When first starting out at Charity as an intern, I was in shock. I had never seen the quantity of patients or the volume of trauma. This was in the 1980s, and New Orleans was at that time, the murder capital of the United States. When the triage nurse has a rubber stamp for GSW, meaning gunshot wound, you know you see some trauma. The Accident Room had a steady stream of injured patients with Fridays and Saturdays going all night. But after a few months, things start becoming routine, at least routine for Charity…. another gunshot injury, another stabbing, another combative patient on drugs, another motor vehicle accident. But if it can happen, it happens at Charity. There were the occasional incidents that were unreal, even for Charity standards. When these happened, I would do the Charity double take. You would look at what was happening and keep walking… then stop and look back in disbelief.
My first Charity double take was during my internship. I was going to the Accident Room to see a consult. I walked by a patient sitting calmly in one of the old wooden Charity wheel chairs, waiting to be treated. As I walked by, I noticed the patient had an ice pick buried to the handle in his eye. He was sitting there blinking around the ice pick coming out of his eye. I did stop and stare. After finishing my consult, I came back for another look, and the on call ophthalmology resident and neurosurgery resident were evaluating the patient. An x-ray was hanging on the view box showing the ice pick tip all the way to the inner cortex of his posterior skull. I could hear the two residents saying, “You pull it out.” “No you pull it out.” I guess the nurses were concerned about his privacy, he was out in the hall. All the treatment rooms were full. A nurse taped a big gulp paper cup over the handle of the ice pick. I had to get back to work, last time I saw the patient he was still sitting there with a big gulp cup taped to his head.
Another double take occurred again in the Accident Room. It was common to have patients come in high on drugs. PCP, or Angel Dust, was routinely seen at Charity. It was either mixed with marijuana and smoked or just snorted by itself. These patients would be violent, hallucinate, and not feel any pain. Some would come in with severe injuries, but would fight against any treatment. A patient came in high on PCP and needed suturing. He was combative, so the Charity security restrained him to a stretcher. This was common practice, usually in a couple of hours they would be more cooperative and you could sew up their wounds. The patient was restrained at both ankles and both wrists laying supine on a rolling stretcher. He somehow flipped the stretcher and stood up walking down the hall of the Accident Room with the stretcher still attached to him. Seeing a patient walking with a stretcher on his back was definitely a double take.
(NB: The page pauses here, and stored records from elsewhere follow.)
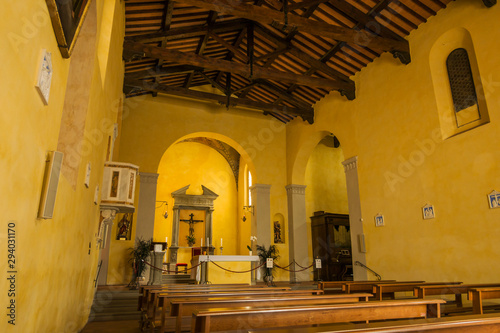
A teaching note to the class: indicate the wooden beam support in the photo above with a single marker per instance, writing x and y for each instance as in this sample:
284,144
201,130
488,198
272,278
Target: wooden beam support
228,66
221,99
489,3
269,16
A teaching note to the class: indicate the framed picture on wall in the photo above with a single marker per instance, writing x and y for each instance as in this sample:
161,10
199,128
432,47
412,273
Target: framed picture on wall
67,18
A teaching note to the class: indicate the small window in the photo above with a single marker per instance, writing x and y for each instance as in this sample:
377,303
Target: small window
463,90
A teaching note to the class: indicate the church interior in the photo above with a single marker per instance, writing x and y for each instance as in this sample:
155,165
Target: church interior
356,133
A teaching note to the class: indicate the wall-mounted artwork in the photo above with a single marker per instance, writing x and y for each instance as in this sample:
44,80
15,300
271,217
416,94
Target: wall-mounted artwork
428,212
279,228
379,220
124,227
494,199
67,19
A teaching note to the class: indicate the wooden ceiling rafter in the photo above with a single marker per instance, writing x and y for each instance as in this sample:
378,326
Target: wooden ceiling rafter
285,64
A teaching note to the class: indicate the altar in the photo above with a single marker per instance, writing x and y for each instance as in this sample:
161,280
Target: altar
210,273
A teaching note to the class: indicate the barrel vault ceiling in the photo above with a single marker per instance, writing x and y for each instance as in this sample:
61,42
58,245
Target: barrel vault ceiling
278,57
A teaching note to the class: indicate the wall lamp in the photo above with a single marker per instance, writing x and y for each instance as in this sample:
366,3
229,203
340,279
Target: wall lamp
165,215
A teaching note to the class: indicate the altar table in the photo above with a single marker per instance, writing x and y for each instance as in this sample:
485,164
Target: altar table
217,275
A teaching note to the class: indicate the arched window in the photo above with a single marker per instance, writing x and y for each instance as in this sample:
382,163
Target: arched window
463,90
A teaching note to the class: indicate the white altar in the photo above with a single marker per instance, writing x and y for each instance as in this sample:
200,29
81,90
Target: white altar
211,273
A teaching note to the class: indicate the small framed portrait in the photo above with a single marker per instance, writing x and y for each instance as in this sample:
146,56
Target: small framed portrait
494,199
379,220
428,212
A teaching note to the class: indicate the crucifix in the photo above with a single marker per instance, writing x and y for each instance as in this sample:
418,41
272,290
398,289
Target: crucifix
191,223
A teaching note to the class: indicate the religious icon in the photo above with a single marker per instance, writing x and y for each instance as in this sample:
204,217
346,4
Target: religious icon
428,212
278,233
124,227
494,199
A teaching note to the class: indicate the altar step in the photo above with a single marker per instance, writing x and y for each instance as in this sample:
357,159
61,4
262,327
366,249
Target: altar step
113,304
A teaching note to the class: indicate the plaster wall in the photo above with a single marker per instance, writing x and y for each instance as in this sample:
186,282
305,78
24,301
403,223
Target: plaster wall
404,163
56,259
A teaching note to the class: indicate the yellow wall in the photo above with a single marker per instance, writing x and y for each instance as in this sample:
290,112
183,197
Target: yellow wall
152,125
394,120
55,273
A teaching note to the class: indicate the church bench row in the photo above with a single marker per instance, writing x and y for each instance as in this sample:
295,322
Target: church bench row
144,290
181,308
457,291
213,320
160,299
488,323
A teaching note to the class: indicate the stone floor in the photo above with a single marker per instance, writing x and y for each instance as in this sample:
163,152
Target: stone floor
125,326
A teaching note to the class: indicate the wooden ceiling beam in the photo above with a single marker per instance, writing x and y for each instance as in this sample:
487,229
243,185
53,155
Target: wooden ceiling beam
221,99
269,16
194,31
228,66
162,72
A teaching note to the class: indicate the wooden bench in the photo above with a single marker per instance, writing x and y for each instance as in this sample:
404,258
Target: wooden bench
236,319
391,288
489,323
336,286
182,307
161,300
477,295
149,310
455,290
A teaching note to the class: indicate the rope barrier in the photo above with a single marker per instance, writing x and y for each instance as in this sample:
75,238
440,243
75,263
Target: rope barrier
228,270
231,271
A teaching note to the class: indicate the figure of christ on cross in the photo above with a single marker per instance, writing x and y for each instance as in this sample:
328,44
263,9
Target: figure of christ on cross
191,223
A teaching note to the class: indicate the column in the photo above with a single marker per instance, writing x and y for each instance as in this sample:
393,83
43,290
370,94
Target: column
146,209
261,220
104,237
208,230
175,239
355,217
297,226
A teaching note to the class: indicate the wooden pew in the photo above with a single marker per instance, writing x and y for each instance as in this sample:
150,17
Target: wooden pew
368,287
235,319
336,286
182,307
162,300
489,323
390,288
456,290
149,311
477,295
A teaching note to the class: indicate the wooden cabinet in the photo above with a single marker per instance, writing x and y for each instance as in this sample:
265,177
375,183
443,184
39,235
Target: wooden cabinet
331,241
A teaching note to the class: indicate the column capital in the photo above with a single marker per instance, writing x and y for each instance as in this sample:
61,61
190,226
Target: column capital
147,177
295,189
350,164
261,188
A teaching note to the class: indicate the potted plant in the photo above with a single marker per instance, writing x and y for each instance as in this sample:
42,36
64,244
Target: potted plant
271,252
191,240
139,254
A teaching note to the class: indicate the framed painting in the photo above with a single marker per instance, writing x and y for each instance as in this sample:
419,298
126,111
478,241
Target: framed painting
67,18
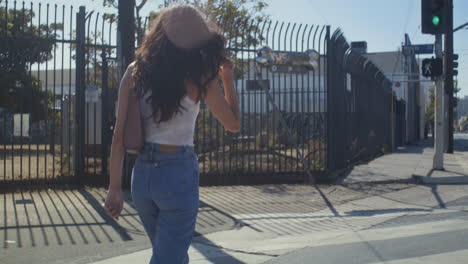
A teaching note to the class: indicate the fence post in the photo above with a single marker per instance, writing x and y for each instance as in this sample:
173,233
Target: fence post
331,165
105,116
79,148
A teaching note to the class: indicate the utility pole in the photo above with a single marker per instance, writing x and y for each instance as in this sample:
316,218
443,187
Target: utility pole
449,72
438,162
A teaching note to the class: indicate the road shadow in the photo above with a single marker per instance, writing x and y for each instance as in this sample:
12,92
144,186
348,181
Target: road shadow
365,213
61,218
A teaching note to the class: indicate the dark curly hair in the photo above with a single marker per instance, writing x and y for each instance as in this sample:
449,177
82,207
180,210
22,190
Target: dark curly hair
163,68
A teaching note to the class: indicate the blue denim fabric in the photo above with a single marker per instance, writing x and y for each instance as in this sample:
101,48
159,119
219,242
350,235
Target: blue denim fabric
165,194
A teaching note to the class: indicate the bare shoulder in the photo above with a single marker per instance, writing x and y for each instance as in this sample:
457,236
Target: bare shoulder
127,79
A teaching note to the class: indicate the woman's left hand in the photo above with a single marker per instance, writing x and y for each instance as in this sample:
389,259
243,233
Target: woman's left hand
114,203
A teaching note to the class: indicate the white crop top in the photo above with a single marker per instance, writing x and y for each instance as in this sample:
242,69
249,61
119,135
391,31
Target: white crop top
177,131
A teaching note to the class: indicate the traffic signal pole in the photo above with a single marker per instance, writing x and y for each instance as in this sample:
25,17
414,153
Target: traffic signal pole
449,72
438,161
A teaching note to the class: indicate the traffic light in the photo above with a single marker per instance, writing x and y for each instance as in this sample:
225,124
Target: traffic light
433,16
455,64
432,67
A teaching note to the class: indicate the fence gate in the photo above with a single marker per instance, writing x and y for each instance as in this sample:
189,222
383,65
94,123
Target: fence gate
57,75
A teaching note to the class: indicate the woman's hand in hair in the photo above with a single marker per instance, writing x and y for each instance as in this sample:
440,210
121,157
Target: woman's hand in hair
226,71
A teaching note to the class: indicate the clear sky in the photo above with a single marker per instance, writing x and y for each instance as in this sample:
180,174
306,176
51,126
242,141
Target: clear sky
382,23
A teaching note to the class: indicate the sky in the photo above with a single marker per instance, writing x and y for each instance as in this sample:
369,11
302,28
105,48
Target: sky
382,23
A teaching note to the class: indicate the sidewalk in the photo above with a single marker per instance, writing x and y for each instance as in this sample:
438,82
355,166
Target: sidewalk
303,236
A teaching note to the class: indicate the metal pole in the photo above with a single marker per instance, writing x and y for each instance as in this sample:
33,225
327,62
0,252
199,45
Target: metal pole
438,162
449,73
79,144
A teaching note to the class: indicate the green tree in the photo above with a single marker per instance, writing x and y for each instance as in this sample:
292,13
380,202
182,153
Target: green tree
22,46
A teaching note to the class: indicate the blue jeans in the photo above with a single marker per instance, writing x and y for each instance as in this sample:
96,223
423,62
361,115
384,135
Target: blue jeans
165,194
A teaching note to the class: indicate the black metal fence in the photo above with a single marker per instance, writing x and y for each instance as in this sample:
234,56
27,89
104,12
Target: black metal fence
55,102
359,109
60,74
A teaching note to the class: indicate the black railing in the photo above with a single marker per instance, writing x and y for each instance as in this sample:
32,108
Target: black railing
60,78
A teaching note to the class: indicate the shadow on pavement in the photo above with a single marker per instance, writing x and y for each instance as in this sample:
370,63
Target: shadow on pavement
385,211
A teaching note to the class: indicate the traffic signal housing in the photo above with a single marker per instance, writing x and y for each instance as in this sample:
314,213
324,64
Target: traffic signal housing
433,16
432,68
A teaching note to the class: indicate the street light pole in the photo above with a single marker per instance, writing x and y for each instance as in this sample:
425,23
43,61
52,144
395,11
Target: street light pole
448,56
438,161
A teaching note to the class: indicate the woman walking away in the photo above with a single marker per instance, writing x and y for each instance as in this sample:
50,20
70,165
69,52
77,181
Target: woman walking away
175,68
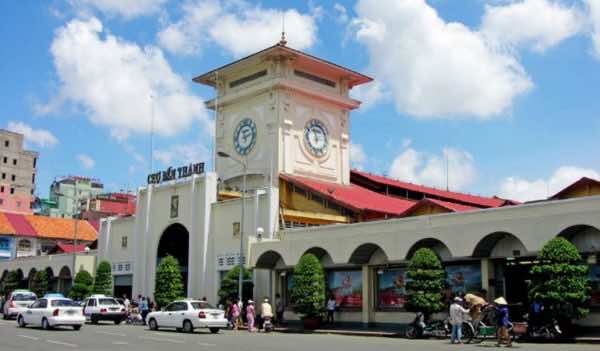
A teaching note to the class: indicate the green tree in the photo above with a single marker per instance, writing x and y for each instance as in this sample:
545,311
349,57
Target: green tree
82,285
425,283
39,284
169,283
11,282
230,285
308,290
103,280
560,280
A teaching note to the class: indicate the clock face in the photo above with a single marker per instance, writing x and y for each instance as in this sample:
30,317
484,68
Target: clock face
244,137
316,138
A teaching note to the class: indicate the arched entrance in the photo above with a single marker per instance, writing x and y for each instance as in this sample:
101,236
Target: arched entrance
175,241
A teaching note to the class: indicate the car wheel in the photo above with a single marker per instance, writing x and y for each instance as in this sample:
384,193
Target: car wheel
188,327
45,324
21,322
152,324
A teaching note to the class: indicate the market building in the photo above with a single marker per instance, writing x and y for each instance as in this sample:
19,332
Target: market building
282,158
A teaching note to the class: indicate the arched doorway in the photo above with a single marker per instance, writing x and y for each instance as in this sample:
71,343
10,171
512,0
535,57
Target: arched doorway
175,241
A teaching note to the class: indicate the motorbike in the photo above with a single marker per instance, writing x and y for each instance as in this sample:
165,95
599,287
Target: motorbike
420,329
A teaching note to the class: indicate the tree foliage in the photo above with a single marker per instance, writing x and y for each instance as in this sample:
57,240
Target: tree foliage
560,280
425,283
82,285
169,283
11,282
39,284
230,285
308,289
103,280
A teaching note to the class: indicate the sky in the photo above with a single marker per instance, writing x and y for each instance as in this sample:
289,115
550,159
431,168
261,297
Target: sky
490,97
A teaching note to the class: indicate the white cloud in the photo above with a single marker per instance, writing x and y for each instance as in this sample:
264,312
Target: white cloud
86,161
527,190
113,80
357,155
539,24
182,154
125,8
430,169
594,18
40,137
239,27
436,68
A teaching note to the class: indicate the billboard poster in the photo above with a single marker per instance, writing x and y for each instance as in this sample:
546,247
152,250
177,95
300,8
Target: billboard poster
6,248
594,275
346,287
391,289
463,278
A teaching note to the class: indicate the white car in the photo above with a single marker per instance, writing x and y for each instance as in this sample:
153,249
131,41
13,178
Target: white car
103,308
17,302
52,312
187,315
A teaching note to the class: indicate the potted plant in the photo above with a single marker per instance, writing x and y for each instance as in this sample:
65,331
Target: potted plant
308,291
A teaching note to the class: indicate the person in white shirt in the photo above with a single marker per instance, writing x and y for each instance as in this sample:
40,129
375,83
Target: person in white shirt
331,305
457,317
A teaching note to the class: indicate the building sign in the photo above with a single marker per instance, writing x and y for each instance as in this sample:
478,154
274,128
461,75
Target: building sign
173,173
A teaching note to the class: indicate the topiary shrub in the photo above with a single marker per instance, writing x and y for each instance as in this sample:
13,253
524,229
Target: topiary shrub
82,285
39,284
230,285
560,281
308,290
103,280
425,283
169,284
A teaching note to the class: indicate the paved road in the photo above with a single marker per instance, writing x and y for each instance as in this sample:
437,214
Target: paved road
135,338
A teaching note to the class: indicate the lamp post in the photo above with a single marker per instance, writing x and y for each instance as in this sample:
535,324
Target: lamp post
241,260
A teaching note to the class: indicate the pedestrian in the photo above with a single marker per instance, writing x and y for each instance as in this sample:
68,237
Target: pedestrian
331,305
503,323
250,316
457,316
235,314
279,309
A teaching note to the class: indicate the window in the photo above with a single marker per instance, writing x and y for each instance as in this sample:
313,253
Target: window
174,206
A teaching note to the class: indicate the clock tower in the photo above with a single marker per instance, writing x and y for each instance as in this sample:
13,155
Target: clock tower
281,110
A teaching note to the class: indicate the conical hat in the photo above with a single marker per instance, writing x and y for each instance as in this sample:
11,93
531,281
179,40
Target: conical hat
501,301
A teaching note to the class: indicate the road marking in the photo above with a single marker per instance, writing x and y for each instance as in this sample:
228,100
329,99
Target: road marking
61,343
111,333
162,339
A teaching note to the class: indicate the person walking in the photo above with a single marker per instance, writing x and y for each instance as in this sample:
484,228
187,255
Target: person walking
279,309
331,305
250,316
457,317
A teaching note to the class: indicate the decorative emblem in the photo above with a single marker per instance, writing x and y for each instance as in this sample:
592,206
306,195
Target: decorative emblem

It was not unusual for a patient to leave Charity AMA. This meant the patient was leaving the hospital against medical advice. Patients leaving AMA were supposed to sign a release form that informed them of potential consequences of leaving without treatment. Most patients at Charity just left. I admitted a patient with a femur fracture from a gunshot wound. Treatment for this injury would involve washing out the entrance and exit wounds, putting the patient in traction, and surgically fixing the fracture with a rod down the center hollow part of the femur a few days later. Traction for a femur fracture needed a pin drilled through the tibia below the knee and then with ropes, pulleys, and weights the fracture was reduced and pulled out to length. Traction including drilling the pin through the tibia was done in the Accident Room with local anesthesia. Without the traction, the thigh muscles would spasm around the femur fracture causing lots of pain and shortening of the fracture. In general, femur fractures are very painful, but patients feel better while in traction. After getting this patient in traction, he said he had to leave. He was afraid the “dude who shot me will come back and finish me off.” I explained he had to stay and he would be having surgery in a few days. I had nowhere to send him. For the next couple of days on morning and afternoon rounds he would tell me he had to leave. I would just shrug my shoulders and say “where can I send you.” So the next morning, I’m in checking on all patients before morning rounds with the chief resident. Basically, you made a fast walk through the wards and checked quickly on all your patients. I was walking down the ward spending maybe 30 seconds per patient. I get to the bed of the patient with the femur fracture …. Its empty, just some rope and the weights on the floor by the bed. I pass the bed, stop and look back, where is the femur fracture? I go ask the nurse, she had no idea he was gone. I ask the patients sharing the ward with him, they all say they don’t know. How does a patient with a femur fracture go AMA? How does the nurse on the ward not know anything? Did his friends come get him and take him somewhere? Or did the “dude” that shot him come back? I never saw him again.